For monitoring purposes, do we really need to write an agent? Should we just leverage
existing tools/libraries? I previously cited three common architectures for monitoring
agents,
1) embedded, in-process
2) separate process but co-located on same host
3) remote monitoring from different host
Let’s consider monitoring the JVM and applications running on it. Coda Hale Metrics is a
widely used metrics library that is becoming ubiquitous. It provides reporters for
exporting metrics that are collected. The core metrics library provides several reporters,
console, JMX, CSV, to name a few. There are plenty of 3rd party reported as well, like the
Graphite reporter. We could implement a hawkular reporter which then makes it very easy
then for any application, library, etc. that uses Coda Hale Metrics to collect and report
to hawkular.
The in-process collector might not always be possible or desirable. For those situations
the co-located agent is a better fit. jmxtrans could be an excellent option. It can query
and collect metrics from external JVMs and then write them to other systems like Graphite,
Ganglia, Open TSDB, and more. We could implement a hawkular metrics writer.
Maybe we take a similar approach for platform metrics with collectd for example. We are
already doing something similar by seeing how we can integrate more directly with
cadvisor. Is it worth considering doing the same with some of the tools/libraries that are
already in wide spread use?
On Mar 16, 2015, at 4:13 AM, Gary Brown <gbrown(a)redhat.com>
wrote:
This embedded 'agent' would also be useful for collecting the activity
information for RTGov.
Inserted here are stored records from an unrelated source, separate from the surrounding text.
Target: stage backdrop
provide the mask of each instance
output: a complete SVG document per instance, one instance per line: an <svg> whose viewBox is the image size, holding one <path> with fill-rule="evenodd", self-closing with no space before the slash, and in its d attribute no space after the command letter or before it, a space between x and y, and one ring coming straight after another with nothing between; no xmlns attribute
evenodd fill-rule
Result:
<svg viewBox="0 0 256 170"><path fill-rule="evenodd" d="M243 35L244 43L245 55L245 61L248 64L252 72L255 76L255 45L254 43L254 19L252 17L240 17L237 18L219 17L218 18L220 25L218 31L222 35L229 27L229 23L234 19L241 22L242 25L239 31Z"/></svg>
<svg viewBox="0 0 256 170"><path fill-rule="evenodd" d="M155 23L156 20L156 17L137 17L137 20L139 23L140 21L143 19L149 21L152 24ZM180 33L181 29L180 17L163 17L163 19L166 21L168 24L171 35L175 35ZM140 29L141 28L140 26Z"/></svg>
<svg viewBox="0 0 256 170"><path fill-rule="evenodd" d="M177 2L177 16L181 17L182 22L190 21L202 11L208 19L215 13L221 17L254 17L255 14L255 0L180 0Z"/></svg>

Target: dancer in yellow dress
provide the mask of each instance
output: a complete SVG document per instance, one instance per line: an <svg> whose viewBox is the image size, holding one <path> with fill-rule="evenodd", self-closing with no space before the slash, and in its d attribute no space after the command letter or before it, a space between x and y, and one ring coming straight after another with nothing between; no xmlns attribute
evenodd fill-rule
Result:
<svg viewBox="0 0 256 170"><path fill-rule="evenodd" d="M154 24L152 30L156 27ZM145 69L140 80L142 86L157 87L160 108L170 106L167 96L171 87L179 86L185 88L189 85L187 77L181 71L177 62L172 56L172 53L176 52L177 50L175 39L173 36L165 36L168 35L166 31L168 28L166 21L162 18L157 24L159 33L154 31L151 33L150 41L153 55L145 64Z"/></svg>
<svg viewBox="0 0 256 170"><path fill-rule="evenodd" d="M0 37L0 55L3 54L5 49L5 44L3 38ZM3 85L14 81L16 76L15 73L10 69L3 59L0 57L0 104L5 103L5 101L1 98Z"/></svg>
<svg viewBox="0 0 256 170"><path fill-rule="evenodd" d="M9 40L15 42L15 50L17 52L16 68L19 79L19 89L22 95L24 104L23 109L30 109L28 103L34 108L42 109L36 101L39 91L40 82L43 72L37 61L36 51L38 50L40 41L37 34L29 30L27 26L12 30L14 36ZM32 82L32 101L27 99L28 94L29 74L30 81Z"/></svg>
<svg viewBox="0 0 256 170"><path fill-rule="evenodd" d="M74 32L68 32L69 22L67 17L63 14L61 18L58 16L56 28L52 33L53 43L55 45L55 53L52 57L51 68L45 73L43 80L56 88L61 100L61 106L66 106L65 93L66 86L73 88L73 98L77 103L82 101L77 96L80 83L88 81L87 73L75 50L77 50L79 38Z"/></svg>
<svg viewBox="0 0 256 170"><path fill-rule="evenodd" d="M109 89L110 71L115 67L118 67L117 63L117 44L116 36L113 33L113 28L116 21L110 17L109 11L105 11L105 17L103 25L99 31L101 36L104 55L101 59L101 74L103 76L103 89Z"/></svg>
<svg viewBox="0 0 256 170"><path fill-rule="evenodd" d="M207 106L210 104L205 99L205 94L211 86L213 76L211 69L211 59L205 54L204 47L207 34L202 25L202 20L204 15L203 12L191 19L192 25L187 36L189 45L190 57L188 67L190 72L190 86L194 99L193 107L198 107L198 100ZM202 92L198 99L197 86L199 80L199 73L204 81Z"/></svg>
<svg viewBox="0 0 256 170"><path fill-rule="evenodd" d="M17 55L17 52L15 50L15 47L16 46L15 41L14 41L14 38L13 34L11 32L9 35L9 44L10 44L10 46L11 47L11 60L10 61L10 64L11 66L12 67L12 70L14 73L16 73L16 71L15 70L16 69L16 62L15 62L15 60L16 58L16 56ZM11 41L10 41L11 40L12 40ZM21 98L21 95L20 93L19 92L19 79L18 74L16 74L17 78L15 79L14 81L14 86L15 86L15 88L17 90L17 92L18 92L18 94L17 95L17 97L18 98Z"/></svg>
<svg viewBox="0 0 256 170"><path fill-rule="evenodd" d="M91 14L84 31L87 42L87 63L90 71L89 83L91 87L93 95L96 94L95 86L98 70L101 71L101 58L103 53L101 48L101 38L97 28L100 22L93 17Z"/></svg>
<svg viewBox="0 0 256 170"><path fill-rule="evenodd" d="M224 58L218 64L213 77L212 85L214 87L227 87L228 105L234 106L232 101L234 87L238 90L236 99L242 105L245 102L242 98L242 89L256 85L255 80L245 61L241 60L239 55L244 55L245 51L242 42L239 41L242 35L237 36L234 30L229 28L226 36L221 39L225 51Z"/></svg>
I assume information will be routed depending on type at the
backend?
Regards
Gary
----- Original Message -----
> So what I heard today was we don't want a standalone agent, but we do want
> something that can be embedded in Wildfly/EAP so it can monitor things
> running in Wildfly (not just monitor Wildfly itself, but applications
> running inside wildfly).
>
> That lends itself to supporting customizable modules that can be deployed in
> Wildfly/EAP as hawkular subsystems.
>
> Can someone give me a quick summary of what Wildfly-Monitor does?